Including what it calls the first production-scale malware research dataset available to the general public
In an effort to promote the use of AI-based systems in cyber security, British security software vendor Sophos is sharing datasets, tools, and methodologies in four separate areas.
These include research, protection methods, malware detection, and signature generation tools.
“With SophosAI’s new initiative to open its research, we can help influence how AI is positioned and discussed in cyber security moving forward,” said Joe Levy, chief technology officer of the company.
Sharing is caring
For research purposes, Sophos is sharing SOREL-20M (Sophos-ReversingLabs – 20 million), a production-scale dataset with metadata, labels, and features for 20 million Windows Portable Executable files, including 10 million disarmed malware samples. Sophos calls the dataset, developed in a joint project with ReversingLabs, “the first production-scale malware research dataset available to the general public.”
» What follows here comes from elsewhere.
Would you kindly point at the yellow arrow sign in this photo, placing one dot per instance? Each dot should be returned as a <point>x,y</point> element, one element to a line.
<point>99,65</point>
A new AI-powered impersonation protection method is also being shared (discussed at Defcon here), for defense against email “spear phishing,” which can mimic trusted colleagues. The AI-based system was trained on a sample of millions of known attack emails.
For undetected malware, Sophos built a set of publicly available, epidemiology-inspired statistical models for estimating the prevalence of malware infections in total, enabling a better chance of discovery.
And finally, the company has developed and shared YaraML, an open sourced system for automatic signature generation, which “compiles” machine learning models of the kind used in commercial security products into signature languages.
“Today’s cacophony of opaque or guarded claims about the capabilities or efficacy of AI in solutions makes it difficult to impossible for buyers to understand or validate these claims. This leads to buyer skepticism, creating headwinds to future progress at the very moment we’re starting to see great breakthroughs,” Levy said.
“Correcting this through external mechanisms like standards or regulation won’t happen quickly enough. Instead, it requires a grassroots effort and self-policing within our community to produce a set of practices and language that will advance the industry in a disruptive, open and transparent manner.”